Abstract

Glucose intolerance has been shown to be a better predictor of morbidity and mortality than impaired fasting glucose. However, glucose tolerance tests are inconvenient and expensive. This study evaluated the relative frequencies of glucose intolerance and impaired fasting glucose and sought to determine if 2-hour glucose could be predicted from simple demographic and laboratory data in an obese population. Eighty-nine obese subjects (median BMI 35 kg/m(2), range 30 to 40 kg/m(2)) underwent glucose tolerance testing. Using step-wise linear and logistic regression analysis, fasting glucose, high-sensitivity C-reactive protein (hsCRP), fasting insulin, high-density lipoprotein cholesterol, triglycerides, weight, height, BMI, waist circumference, hip circumference, waist-to-hip ratio, sex, and age were assessed as predictors of glucose intolerance. Impaired glucose tolerance was more prevalent (27%) than impaired fasting glucose (5.6%). Only fasting glucose and hsCRP were significant (p < 0.05) independent predictors of impaired 2-hour glucose (>140 mg/dL).

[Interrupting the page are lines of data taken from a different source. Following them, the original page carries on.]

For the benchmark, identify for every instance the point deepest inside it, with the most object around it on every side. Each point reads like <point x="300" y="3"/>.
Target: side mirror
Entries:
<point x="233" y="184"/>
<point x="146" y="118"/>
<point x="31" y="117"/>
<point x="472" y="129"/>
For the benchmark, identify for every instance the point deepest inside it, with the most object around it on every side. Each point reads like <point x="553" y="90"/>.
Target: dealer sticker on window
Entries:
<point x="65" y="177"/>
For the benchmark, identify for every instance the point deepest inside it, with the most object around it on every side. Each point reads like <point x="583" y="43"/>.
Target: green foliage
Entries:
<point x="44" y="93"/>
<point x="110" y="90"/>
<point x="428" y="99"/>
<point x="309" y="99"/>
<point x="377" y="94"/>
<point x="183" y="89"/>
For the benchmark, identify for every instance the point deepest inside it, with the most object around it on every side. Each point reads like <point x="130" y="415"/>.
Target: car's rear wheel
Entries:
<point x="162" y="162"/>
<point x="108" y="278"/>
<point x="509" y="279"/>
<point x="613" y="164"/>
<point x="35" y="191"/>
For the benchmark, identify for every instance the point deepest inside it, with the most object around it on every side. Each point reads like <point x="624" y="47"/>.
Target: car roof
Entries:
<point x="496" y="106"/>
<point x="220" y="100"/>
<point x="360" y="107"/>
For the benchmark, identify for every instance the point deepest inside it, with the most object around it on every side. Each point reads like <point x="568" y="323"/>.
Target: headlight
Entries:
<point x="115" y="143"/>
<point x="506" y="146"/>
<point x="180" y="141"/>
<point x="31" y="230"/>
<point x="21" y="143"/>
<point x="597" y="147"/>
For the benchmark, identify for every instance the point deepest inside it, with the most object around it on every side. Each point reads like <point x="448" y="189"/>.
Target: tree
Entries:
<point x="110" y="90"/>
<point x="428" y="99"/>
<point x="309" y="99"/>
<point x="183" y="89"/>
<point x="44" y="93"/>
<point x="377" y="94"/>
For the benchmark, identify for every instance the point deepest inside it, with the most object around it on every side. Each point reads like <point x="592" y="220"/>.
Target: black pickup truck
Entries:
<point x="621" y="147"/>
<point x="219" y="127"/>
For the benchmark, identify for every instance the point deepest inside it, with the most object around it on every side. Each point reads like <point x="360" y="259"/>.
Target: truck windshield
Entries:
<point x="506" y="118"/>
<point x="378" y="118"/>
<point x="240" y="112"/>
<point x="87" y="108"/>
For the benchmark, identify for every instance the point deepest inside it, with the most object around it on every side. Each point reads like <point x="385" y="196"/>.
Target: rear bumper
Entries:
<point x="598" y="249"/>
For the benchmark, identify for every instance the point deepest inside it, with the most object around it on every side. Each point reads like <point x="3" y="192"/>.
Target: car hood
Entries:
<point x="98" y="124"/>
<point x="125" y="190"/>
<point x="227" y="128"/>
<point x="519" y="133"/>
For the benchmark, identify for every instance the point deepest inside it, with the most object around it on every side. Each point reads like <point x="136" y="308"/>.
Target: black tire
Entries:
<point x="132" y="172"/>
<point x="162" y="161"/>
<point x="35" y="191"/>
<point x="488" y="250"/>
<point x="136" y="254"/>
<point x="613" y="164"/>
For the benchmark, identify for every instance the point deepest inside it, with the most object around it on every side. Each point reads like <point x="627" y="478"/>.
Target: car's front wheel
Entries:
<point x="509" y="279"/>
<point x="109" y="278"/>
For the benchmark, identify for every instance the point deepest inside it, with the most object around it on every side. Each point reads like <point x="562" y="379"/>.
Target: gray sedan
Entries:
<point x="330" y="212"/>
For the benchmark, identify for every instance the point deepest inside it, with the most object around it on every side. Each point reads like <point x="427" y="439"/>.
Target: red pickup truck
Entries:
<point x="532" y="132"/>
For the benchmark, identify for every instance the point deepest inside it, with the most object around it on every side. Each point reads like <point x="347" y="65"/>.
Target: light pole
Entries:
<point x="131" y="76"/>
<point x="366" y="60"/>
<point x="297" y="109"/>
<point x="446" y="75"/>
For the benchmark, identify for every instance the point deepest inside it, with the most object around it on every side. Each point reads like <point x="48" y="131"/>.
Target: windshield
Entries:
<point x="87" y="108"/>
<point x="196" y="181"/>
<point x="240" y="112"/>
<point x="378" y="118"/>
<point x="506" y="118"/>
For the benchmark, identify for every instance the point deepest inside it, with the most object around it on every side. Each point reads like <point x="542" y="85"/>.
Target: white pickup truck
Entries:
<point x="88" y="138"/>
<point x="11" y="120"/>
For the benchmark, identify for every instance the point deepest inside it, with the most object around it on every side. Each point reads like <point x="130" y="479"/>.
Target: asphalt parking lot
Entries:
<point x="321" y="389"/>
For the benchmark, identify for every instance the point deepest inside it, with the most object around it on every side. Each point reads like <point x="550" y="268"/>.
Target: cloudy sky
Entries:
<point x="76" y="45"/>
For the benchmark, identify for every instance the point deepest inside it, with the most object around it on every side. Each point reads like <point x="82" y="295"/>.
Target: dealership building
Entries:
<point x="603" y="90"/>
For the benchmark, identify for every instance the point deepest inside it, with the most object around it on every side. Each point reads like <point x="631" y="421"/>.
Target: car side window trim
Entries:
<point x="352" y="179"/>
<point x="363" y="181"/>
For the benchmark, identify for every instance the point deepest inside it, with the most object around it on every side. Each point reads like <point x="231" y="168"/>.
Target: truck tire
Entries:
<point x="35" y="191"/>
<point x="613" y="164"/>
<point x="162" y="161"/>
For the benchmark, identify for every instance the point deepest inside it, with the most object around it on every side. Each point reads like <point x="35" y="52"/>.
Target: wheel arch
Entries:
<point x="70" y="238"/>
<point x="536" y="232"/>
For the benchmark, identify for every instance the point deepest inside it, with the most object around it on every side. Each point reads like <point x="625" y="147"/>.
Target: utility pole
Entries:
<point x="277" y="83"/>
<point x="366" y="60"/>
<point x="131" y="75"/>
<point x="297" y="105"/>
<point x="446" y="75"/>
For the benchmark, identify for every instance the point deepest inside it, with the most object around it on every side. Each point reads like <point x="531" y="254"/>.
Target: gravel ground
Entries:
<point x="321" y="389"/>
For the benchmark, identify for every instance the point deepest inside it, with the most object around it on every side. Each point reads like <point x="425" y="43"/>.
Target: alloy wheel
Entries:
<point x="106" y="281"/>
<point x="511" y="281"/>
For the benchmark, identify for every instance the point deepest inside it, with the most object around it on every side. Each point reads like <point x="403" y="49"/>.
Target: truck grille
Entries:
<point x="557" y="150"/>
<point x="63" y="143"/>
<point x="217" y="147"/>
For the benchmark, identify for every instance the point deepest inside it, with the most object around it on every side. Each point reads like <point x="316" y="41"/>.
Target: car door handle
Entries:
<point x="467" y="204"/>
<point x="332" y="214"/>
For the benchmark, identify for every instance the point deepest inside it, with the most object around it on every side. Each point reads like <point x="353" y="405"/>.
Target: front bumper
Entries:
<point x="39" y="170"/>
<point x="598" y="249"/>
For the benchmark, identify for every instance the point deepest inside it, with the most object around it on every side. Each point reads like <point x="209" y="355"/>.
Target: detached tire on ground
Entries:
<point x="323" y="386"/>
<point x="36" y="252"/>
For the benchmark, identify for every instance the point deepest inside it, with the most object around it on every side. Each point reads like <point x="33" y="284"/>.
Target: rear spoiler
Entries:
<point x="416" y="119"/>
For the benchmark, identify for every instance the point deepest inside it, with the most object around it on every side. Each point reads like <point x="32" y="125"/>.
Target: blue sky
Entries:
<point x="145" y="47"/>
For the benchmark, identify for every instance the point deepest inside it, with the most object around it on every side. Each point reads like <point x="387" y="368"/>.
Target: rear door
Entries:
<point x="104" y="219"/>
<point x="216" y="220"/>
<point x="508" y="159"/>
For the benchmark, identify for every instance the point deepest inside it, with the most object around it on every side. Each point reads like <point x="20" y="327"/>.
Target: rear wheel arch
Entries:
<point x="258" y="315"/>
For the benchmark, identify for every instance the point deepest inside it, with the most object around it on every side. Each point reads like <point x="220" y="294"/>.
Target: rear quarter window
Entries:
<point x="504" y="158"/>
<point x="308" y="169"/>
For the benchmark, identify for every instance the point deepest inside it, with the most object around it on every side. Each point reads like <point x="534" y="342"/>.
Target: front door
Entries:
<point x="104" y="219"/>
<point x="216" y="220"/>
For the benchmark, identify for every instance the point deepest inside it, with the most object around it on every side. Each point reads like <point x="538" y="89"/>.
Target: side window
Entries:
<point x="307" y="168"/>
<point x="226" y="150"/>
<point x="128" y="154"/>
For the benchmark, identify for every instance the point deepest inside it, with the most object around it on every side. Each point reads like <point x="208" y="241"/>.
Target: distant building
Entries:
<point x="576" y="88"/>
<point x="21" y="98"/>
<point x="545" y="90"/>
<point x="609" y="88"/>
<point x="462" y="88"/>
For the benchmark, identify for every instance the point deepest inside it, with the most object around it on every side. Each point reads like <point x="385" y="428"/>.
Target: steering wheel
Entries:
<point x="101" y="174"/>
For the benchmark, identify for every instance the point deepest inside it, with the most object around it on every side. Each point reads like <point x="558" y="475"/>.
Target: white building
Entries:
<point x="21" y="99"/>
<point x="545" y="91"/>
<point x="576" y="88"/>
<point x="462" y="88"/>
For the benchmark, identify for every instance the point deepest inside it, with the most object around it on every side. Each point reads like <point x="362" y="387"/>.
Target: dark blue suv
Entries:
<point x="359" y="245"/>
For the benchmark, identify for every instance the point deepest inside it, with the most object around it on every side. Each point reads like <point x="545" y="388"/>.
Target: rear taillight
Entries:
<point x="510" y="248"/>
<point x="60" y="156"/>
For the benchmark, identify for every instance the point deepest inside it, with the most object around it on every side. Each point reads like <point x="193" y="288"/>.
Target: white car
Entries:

A fasting glucose > or =100 mg/dL or an hsCRP > 0.32 mg/dL (upper quartile of the normal range) detected 81% (sensitivity) of obese subjects with impaired glucose tolerance; however, specificity was poor (46%). Fasting insulin > or =6 micro U/mL had better sensitivity (92%) but poorer specificity (30%). Impaired glucose tolerance is more common than impaired fasting glucose in an obese population. Possible strategies to avoid doing glucose tolerance tests in all obese patients would be to do glucose tolerance testing only in those whose fasting glucose is > or =100 mg/dL or whose hsCRP exceeds 0.32 mg/dL or those whose fasting insulin is > or =6 micro U/mL.